Dieu Et Mon Droit -1/?-

Oct 08, 2010 09:14


Title: Dieu Et Mon Droit (God and My Right)
Author: Me.
Pairing: UK/France, but it's not very pairing-heavy.
Rated Overall: M for ideologically sensitive material, violence, gore, Nazi themes.
This Chapter's Rating: PG-13 for violence and gore
Summary: The blitzes are going on in London and France has been taken over by the Nazi defeatists. Despite the fact that Arthur is sickened and weak from the nightly bombings on his city, he'll die before he surrenders, and he'll be damned if anyone but himself hurts the fucking frog across his channel.
Warnings: Ideologically sensitive material, violence, gore, Nazi themes, starvation, cruelty, agony, and general over WWII insanity.
Word Count: 1,481
Posted on: deviantArt, fanfiction, facebook, livejournal

Phew! I've been MIA for months! Sorry, I've been extremely busy. Another chapter of Comrade will be up soon, but for the meantime, enjoy this WWII drama story!
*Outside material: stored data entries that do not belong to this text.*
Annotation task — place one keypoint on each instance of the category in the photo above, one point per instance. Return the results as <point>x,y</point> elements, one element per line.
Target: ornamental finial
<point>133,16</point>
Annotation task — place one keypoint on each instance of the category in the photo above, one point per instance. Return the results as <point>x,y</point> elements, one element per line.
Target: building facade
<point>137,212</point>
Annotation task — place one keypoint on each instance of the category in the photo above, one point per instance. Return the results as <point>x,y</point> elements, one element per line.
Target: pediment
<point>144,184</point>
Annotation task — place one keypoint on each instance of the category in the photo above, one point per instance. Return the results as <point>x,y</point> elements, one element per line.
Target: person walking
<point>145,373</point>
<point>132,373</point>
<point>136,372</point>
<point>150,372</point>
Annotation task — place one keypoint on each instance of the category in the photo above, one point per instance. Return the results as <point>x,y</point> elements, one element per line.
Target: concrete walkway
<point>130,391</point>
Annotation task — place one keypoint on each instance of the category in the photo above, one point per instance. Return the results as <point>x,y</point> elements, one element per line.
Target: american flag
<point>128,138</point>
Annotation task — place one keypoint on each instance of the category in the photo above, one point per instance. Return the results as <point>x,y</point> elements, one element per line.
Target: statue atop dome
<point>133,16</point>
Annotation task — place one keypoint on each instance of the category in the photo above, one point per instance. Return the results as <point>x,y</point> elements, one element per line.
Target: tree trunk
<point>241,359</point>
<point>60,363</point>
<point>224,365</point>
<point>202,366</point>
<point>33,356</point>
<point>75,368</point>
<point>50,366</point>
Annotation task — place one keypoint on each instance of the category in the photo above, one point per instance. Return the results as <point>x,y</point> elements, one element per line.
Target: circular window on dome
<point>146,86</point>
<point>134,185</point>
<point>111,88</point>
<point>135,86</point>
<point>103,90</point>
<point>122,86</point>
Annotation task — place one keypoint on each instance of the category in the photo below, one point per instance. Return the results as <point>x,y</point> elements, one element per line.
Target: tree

The sky was a metallic grey in the pre-dawn existence of England in the summer of 1940. Orange dotted the horizon, and if one were naïve they would think it the early summer sunrise- however one could not afford to be naïve in such a day and age. London was burning, and to an eye trained for distance the spaces between orange dots of flame was not only heartbreaking but also devastating. Though it were impossible, a certain Frenchman fancied that he could see the carnage clearly across the channel, a deep fire and brimstone haze to the air that made him lament- whilst their rivalry with England was a long one, the British were their only hope in the war since America had nothing to do with Europe and the German defeatists had already started to move in.

They called it surrender for the good of France- France called it blasphemy in the highest order. The country was now called Vichy France. The entire north was taken over by Nazi troops and completely overrun with Germans, especially throughout Paris. A German newspaper had begun to be processed and printed that very week-it disgusted both a certain Francis Bonnefoy and the people, the news of the bombs raining down on their allies over the channel… But, Francis supposed, he was in the wrong for calling the British allies. He was, after all, in Vichy France now.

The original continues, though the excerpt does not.